From a broader sport point of view, I feel like we – those of us working in sport – are way behind in providing resources. It is up to us to start actually listening to the stories being shared and to provide both recognition and better access to help and community. The programs we’ve launched here at USA Cycling – our Team USA Well-Being Programme and In Our Own Words – are not only about providing professional resources but also about creating a space for athletes to talk about their struggles and connect.

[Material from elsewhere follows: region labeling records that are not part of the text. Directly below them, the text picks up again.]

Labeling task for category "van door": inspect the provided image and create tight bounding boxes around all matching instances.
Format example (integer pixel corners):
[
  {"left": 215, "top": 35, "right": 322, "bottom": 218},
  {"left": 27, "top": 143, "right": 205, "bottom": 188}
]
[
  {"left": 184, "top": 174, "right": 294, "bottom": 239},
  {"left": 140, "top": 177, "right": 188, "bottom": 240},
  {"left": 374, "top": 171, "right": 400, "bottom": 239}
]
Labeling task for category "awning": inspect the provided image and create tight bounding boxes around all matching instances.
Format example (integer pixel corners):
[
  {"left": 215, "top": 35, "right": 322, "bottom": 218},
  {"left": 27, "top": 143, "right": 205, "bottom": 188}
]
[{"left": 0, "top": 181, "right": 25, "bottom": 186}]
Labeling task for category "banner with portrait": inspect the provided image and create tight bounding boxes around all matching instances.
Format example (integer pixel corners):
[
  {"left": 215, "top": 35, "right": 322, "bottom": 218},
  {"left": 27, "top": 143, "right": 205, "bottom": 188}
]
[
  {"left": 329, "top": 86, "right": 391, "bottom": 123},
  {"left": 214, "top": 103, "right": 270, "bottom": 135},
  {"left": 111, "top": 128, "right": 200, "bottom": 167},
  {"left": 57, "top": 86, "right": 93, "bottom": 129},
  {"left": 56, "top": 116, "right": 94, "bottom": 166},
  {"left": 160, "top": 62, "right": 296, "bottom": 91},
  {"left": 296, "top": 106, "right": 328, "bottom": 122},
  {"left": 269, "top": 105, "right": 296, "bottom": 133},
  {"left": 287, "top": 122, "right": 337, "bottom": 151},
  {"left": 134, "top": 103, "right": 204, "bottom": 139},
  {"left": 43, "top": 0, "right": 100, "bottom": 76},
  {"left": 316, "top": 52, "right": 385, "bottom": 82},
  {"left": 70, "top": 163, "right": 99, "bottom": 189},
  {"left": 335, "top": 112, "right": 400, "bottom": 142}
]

How was the response been thus far?

In Our Own Words launched with three stories – dealing with depression, being sexually assaulted by a coach, and dealing with chronic pain – since its launch, USA Cycling members have contributed stories addressing a range of topics and the responses from readers has been incredibly encouraging. We are starting to talk about things that impact our community and we are learning to come alongside one another to celebrate, cry and rejoice. That is powerful.

Vuelta Ronde van Spanje © Profimedia.cz, Corbis

With regards to our Well-Being Programme, in just a few weeks we have already had multiple people reach out to access the services offered and we are developing relationships with professionals who are willing to work pro-bono. Now we need to focus on spreading the word and creating a culture where people feel comfortable asking for help. In my opinion, taking care of mental and emotional health should be part of standard training for any athlete. If you’re going to put in so many hours on the bike, it is important to acknowledge that you need to take care of yourself in other ways too. This will be a key part of the messaging we put forth.

A big thank you to Kelsey for taking the time to talk to us. You can learn more about the USA Cycling Well-Being programme here. Let’s hope that this vital initiative acts as an inspiration for others. Going forward, a better understanding of mental health has a key role to play in sporting integrity and athlete protection. As a cycling community, it is important that we focus on providing access to mental health services and support for athletes at all levels.